The last time my mother, Lunia Rozental, saw her father was on June 26, 1942, in the Warsaw ghetto. In the morning, my grandfather, Gabriel Rozental was going to get a free soup from a soup kitchen on Ogrodowa Street. Gross Action had just started. The same day he did not show up at home, the rest of the family understood that he was being deported to the Treblinka death camp. After that day, the Rozental sisters heard nothing more from their father. On that day, 6,400 Jews were transported to the death camp Treblinka. There is no single photo of my grandfather Gabriel Rozental.
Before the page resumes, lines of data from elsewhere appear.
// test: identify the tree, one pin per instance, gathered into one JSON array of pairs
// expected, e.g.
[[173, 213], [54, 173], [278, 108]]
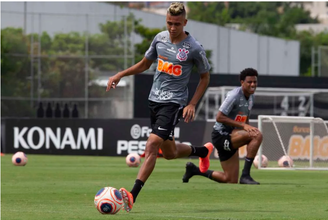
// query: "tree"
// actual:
[[276, 19]]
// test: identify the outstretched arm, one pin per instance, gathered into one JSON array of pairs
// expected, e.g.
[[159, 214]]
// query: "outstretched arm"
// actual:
[[139, 67], [189, 110]]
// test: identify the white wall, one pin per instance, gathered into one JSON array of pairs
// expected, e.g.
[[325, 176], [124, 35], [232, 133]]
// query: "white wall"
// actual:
[[232, 50]]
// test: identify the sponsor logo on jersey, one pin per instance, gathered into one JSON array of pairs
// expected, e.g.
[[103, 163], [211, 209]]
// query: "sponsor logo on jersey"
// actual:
[[162, 57], [171, 50], [182, 55], [241, 118], [186, 45], [169, 68], [204, 59]]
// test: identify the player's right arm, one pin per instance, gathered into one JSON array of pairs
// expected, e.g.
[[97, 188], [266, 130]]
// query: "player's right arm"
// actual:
[[139, 67], [222, 118]]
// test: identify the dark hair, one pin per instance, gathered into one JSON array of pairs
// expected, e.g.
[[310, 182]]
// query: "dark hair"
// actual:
[[176, 9], [247, 72]]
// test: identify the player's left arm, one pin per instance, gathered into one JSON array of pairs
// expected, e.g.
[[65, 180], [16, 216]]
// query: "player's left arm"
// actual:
[[203, 67], [189, 110]]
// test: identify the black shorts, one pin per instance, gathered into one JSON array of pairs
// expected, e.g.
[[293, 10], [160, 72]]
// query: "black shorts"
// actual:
[[164, 117], [223, 144]]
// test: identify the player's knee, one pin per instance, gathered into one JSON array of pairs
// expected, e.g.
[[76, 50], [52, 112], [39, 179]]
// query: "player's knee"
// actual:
[[231, 180], [259, 137], [169, 155]]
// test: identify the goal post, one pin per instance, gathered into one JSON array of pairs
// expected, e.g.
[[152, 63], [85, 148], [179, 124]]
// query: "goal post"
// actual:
[[303, 139]]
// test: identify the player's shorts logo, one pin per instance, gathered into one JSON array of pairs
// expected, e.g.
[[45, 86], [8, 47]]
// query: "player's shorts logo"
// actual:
[[182, 55], [226, 146]]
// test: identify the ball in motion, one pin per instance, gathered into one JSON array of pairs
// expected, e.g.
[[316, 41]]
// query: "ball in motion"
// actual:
[[285, 161], [108, 200], [264, 162], [133, 160], [19, 159]]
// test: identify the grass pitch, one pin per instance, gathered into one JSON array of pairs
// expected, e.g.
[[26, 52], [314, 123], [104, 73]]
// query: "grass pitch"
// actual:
[[63, 187]]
He was murdered in Treblinka at the age of 48.
My grandmother, Helena Rozental née Polirsztok, was also murdered in Treblinka. To avoid deportation, she worked and lived in a factory in the ghetto that manufactured brushes for German contractors. However, she was taken from there on August 3, 1942, to Umschlagplatz and Treblinka. My mother went to visit her that evening and found only an empty bed in the room where she lived with other workers. She sat on her mother's bed for a long time. It was probably then that she decided to escape from the ghetto despite the great dangers outside. On that day, 6,458 Jews were transported to the death camp Treblinka.
On August 5, 6,623 Jews were transported to the death camp Treblinka. Among them were Janusz Korczak, Pani Stefa, 239 children, and ten teachers. Several other orphanages from the Little Ghetto were also sent on that day to Treblinka.
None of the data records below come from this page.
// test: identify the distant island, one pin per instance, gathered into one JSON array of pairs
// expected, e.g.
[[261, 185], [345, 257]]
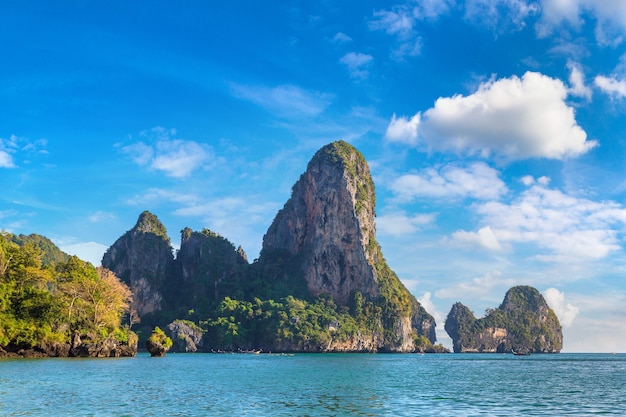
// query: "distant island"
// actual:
[[320, 284], [523, 323]]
The ashes of my grandparents, Helena and Gabriel Rozental, and more than 100 other members of the Polirsztok, Rozental, and Wójcikiewicz families from Warsaw are scattered around the Treblinka area.
The monument dedicated to Janusz Korczak and the children of his orphanage at the Jewish Cemetery in Warsaw is nowadays widely regarded as his symbolic grave (cenotaph). The monument serves as a place for remembrance and mourning in the city where he lived and worked. It is symbolic because his physical remains lie at the site of the Treblinka extermination camp.